Alışveriş yapmak için markete gittim. Alışveriş bitti. Paketler kasaya doğru kondu. Bekliyoruz. Dakikalar geçti ve biz hala bekliyoruz. Müşterimiz sebze reyonunda ürün tarttırıyor bazı ürünleri geçtim diyor kasiyer; biz hala beklemede. Diğer kasalarda kalabalık. Derken sepetinde en az sekiz, on parça teferruatla bir kadın belirdi. Pardon! ben geldim de! Sıra benimdi. Kasaya bıraktıydım ben aldıklarımı filan dedi. Geçti gitti. Ne diyelim kadın önceden “rezervasyon yaptırmış” kasada. Ben ve arkamda oluşmuş kuyruk abartısız yetmişlerin yağ kuyruğuna dönmüştü. Hazır sebze tarttırmaya gitmiş, eli değmişken toptan alışverişini de yaptı zaar.

Eve dönüş ayrı dert oldu. On beş katlı, beş bloktan oluşan güvenlikli, sosyal alanlı bir site diye aldığımız evimizin, binamızın asansörü bozuktu.
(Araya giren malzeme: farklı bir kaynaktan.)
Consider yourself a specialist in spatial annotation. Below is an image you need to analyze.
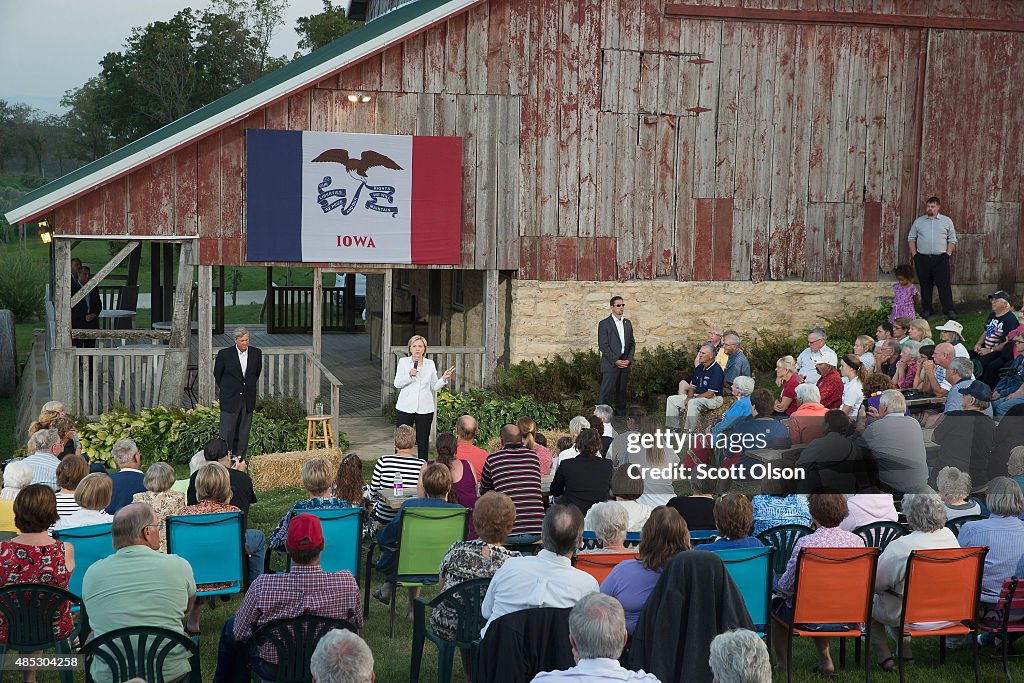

Neden? Çünkü yasak olmasına rağmen yük taşındığı için bozulmuştu… Merdivenleri nefes nefese çıkarken ki on beş kat diyorum arada hatırlatayım. Pek çok Kapı önlerine de dekor olsun diye herhalde üçer, beşer, çift ayakkabı konmuştu…

Yıl 2016 evet. Teknoloji çağındayız farkındayım. Otuz yıl öncesine göre daha fazla sayıda eğitimli üniversite mezunu insanımız var biliyorum fakat bu durum bizim toplum kurallarını bildiğimiz yada bilsek bile onlara riayet ettiğimiz anlamına gelmiyor. Gelemiyor... O zaman ne yapacağız? Komedyen Cem Yılmaz’ın eğitim şart! Sözünü uygulayacağız. Eğitim şart hanımefendiler beyefendiler. Görgü, nezaket, uygarlık, medeniyet para ile satın alınamıyor.